Ma fille ne me connaît pas. Je ne connais pas ma fille. Elle me regarde avec ses grands yeux avec un air d'incompréhension. Je voudrais la prendre dans mes bras. Lui dire que je suis sa maman. Et que je suis revenue à la maison. Mais je ne m'autorise pas a le faire. Elle continue a jouer avec ses poupées et a me demander qui je suis avec sa voix de petite fille.
Je dors mal la nuit. Je frissonne quand Ivan pose son bras sur mes hanches.Pas de douleur. De craintes. Mais quand je plonge mes yeux dans les siens, quand je n'ai pas peur de ses mains sur moi, je sais que je l'aime toujours. Et je sais pourquoi je l'aimerai toujours.
Tout le monde pense que notre séparation est pour bientôt. Nous ne sortons jamais ensemble. Nous sommes comme étrangers, mais juste dans les yeux des autres. Ma mère veut que je le quitte. Elle ne lui fait pas confiance. Même après plusieurs années de mariage.
Mais j'ai besoin de lui. J'ai besoin d'Ivan pour être sûre de ne pas perdre les pédales. Et je n'en peux plus de ses regards sur moi.
Un soir je me suis assise a côté de lui dans le lit conjugal.
«Ivan. Je veux un autre enfant de toi»

Novembre 1974
Je suis tombée enceinte, une deuxième fois, en Mai. Avec Ivan on fait semblant que tout est comme avant. Qu'on s'aime comme a la veille de notre mariage. Louise s'est fait a l'idée que je n'étais pas une étrangère et que je portais sa petite sœur dans mon ventre.
On sourit. On parle de nous dans les journaux. Les gens font semblant de intéresser  a nous. Ma mère fait semblant de tolérer Ivan autant que je fais semblant d'aller bien.
Mon ventre grossit mais le creux dans ma poitrine ne se remplit pas. Ivan est malheureux. Je le suis aussi. C'est pas dans cette ambiance que je voulais que nos enfants grandissent. C'était pas comme ça que je voulais que ce finisse notre ménage.
 « Ivan je t'aime toujours... Pourquoi on est comme ça? Est ce que tu m'aimes encore?»

Juin 1978
Louise et Emma jouent dans le jardin. On a repris le petit train tain de notre vie. J'ai recommencé a écrire. J'aime ça. Avec Ivan on fait toujours semblant. On s'aime sans vraiment s'aimer. On couche ensemble juste parce que... c'est bon. Mais on en a pas vraiment envie. On reste ensemble en grande partie pour les enfants. De toute façon je ne veux même pas penser au divorce. Je l'aime. Je l'aime. C'est tout. Pour le meilleur et pour le pire. On s'est promis. Même si ce pire s’étend sur plusieurs années. Je sais maintenant que le meilleur n'est pas loin.
Le soleil avait finit par percer le nuage noir de notre vie, jusqu'à qu'on apprenne qu'IL était sortit de prison. Je suis devenue complètement paranoïaque. Chaque bruit me faisaient peur. Je ne dormais plus la nuit. Me cachais sous les couvertures, dans les bras de mon mari.

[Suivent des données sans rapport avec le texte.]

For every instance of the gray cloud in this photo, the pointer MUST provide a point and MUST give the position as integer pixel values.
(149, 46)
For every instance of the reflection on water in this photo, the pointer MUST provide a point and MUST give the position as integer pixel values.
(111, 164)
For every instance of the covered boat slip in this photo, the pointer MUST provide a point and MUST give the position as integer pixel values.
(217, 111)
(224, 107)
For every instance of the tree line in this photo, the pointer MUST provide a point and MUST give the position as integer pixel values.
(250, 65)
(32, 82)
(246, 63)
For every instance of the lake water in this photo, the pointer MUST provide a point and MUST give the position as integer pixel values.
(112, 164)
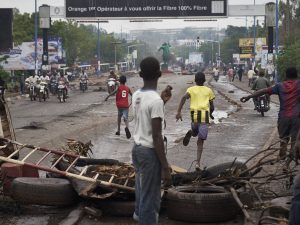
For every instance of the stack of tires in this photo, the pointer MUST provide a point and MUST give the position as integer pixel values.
(204, 204)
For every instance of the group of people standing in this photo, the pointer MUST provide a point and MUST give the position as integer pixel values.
(148, 155)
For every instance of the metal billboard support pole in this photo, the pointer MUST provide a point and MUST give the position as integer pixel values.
(276, 42)
(98, 52)
(35, 39)
(254, 40)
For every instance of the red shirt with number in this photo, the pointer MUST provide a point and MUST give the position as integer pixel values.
(122, 96)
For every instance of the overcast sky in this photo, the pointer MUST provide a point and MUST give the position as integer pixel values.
(125, 26)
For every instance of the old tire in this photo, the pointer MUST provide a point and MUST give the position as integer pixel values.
(201, 204)
(43, 191)
(215, 171)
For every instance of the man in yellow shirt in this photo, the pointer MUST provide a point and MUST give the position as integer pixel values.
(201, 105)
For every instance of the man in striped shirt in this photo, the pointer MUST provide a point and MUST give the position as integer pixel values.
(288, 123)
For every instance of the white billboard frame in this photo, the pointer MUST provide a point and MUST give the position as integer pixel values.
(246, 10)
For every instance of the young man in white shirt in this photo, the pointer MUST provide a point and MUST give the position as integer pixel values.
(148, 156)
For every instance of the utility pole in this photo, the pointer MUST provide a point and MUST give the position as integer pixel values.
(254, 41)
(98, 51)
(44, 12)
(35, 39)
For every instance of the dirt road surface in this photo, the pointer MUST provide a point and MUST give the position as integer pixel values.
(237, 131)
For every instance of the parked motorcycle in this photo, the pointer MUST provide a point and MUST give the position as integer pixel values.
(61, 91)
(32, 91)
(43, 93)
(262, 104)
(111, 85)
(83, 84)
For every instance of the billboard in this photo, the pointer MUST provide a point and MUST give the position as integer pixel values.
(195, 58)
(145, 9)
(22, 57)
(249, 42)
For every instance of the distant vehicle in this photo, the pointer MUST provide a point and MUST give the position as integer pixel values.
(61, 91)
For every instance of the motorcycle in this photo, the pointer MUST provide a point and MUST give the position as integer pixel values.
(262, 104)
(111, 85)
(32, 91)
(43, 93)
(61, 91)
(83, 84)
(53, 86)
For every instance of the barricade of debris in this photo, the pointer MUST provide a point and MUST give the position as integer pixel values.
(107, 185)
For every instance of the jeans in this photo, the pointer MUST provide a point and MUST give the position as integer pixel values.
(147, 184)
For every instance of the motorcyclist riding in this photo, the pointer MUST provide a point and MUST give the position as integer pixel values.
(260, 83)
(64, 80)
(83, 78)
(112, 77)
(44, 79)
(31, 80)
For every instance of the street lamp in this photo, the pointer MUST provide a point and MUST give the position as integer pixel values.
(115, 44)
(35, 38)
(44, 12)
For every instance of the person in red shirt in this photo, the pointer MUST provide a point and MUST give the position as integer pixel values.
(122, 93)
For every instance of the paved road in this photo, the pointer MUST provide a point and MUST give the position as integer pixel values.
(87, 117)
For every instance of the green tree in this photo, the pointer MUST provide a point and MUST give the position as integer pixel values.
(290, 58)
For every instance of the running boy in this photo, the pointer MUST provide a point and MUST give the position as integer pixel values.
(122, 104)
(201, 106)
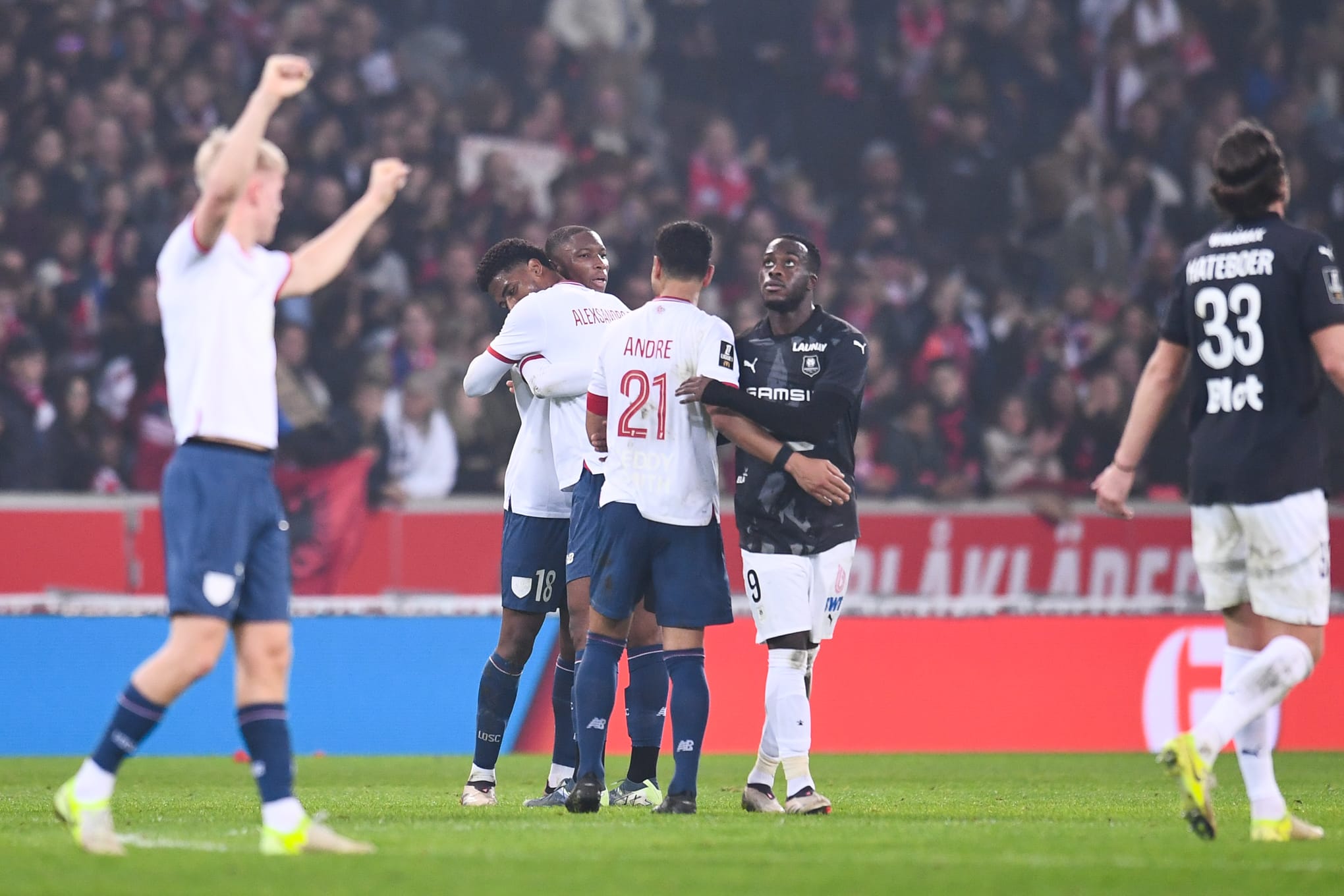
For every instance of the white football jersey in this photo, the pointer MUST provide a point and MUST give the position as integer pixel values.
(530, 484)
(218, 311)
(661, 455)
(563, 324)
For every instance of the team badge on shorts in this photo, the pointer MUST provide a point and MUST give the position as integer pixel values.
(1332, 284)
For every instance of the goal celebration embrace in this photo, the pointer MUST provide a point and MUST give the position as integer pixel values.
(687, 446)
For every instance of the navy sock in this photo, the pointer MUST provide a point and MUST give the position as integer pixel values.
(493, 707)
(646, 710)
(566, 750)
(594, 698)
(135, 717)
(265, 729)
(574, 703)
(690, 715)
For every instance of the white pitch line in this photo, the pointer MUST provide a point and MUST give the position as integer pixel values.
(143, 841)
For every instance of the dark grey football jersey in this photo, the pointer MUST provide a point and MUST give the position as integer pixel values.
(826, 360)
(1248, 298)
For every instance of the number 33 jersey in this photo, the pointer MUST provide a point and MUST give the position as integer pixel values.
(661, 455)
(1248, 298)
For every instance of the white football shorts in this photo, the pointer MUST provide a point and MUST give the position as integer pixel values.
(793, 594)
(1274, 555)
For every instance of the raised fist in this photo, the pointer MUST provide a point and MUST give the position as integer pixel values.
(386, 178)
(284, 76)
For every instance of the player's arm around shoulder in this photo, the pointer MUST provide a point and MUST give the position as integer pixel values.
(229, 173)
(320, 260)
(518, 343)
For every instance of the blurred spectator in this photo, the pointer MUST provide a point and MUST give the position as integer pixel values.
(74, 445)
(359, 428)
(957, 430)
(719, 182)
(304, 399)
(26, 416)
(1019, 457)
(913, 453)
(424, 451)
(999, 188)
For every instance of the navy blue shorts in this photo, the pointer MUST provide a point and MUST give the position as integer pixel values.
(532, 563)
(584, 524)
(226, 540)
(678, 570)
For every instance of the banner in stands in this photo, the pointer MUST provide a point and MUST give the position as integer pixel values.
(956, 562)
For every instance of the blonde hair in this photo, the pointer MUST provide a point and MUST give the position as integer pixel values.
(269, 156)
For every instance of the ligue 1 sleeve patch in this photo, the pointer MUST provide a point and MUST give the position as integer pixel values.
(1333, 285)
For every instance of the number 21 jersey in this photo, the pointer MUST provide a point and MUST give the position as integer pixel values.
(661, 455)
(1248, 298)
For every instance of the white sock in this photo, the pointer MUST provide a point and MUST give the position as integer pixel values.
(1254, 752)
(1262, 683)
(791, 715)
(558, 775)
(762, 773)
(768, 756)
(283, 814)
(93, 782)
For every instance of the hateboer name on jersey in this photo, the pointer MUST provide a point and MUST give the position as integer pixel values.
(1252, 262)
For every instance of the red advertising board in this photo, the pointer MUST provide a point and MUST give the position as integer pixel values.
(952, 557)
(1053, 684)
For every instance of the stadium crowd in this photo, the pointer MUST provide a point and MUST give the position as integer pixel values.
(1000, 190)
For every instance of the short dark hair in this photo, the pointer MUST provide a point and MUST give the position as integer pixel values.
(814, 261)
(685, 249)
(562, 235)
(1249, 169)
(506, 254)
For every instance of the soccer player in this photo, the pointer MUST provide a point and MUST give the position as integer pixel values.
(553, 325)
(802, 375)
(1257, 301)
(659, 534)
(581, 256)
(225, 534)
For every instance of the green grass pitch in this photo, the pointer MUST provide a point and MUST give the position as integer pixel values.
(949, 824)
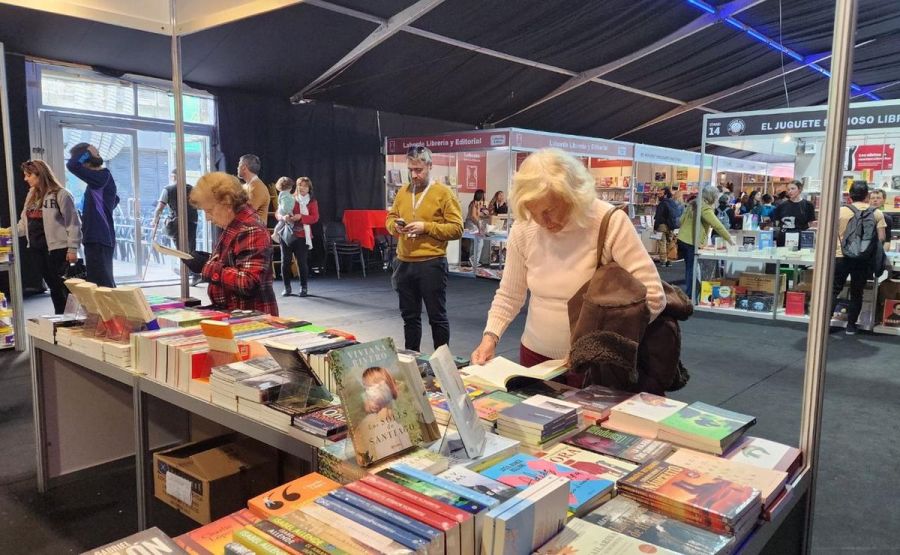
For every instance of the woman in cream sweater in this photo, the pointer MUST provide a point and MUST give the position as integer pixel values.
(552, 252)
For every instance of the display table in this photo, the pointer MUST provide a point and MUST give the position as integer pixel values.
(89, 413)
(363, 225)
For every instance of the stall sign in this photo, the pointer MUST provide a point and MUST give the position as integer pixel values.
(862, 116)
(660, 155)
(530, 140)
(451, 142)
(870, 157)
(471, 170)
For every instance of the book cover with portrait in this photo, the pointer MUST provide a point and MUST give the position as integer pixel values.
(383, 417)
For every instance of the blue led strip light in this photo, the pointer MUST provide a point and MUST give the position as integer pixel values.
(774, 45)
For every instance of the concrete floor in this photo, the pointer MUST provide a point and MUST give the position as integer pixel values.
(746, 365)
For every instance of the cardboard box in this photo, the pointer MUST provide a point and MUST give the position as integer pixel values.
(209, 479)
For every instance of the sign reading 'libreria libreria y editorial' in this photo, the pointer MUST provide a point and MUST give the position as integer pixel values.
(814, 119)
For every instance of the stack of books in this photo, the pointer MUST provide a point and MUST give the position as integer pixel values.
(712, 503)
(527, 520)
(620, 445)
(704, 427)
(629, 517)
(586, 491)
(539, 422)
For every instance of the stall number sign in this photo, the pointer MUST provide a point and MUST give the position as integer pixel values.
(805, 121)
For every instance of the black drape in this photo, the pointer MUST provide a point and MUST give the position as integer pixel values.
(339, 148)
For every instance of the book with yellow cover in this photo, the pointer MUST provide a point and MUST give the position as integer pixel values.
(212, 538)
(289, 497)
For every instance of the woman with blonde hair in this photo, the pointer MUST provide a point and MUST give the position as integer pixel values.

IL avait promis. Et IL est revenu. En plein milieu de l'après midi. Les filles étaient a l'école. Ivan au travail. Je faisais le ménage dans la maison. Quelqu'un a sonné a la porte. J'ai essuyé la sueur de mon front et je suis allé ouvrir. Je n'ai eu le temps de rien faire. IL a attrapé ma tête et l'a frappé contre le mur. La douleur m'a empêcher de crier. IL m'a entraîner jusqu'à la grange et a attaché mes poignets en l'air. Je pleurais. Non pas encore. Pas encore. Pas cette fois. IL a arraché tout mes vêtements. Il m'a prise. Dans la douleur. Encore une fois. IL s'est amusé avec mon corps puis a commencé a me frapper. Fort. Je ne sentais plus mon visage. IL a finis par m'attraper par la gorge et a serrer. Fort. L'air ne passait plus dans ma gorge. J'essayais d'échapper a la pression. Mais mes mains attachées m’empêchaient de bouger a ma guise. Je griffais ses mains. J'essayais de le frapper mais rien a faire. Et j'ai su que c'était la fin.
«Baisée comme une chienne. Morte comme une chienne»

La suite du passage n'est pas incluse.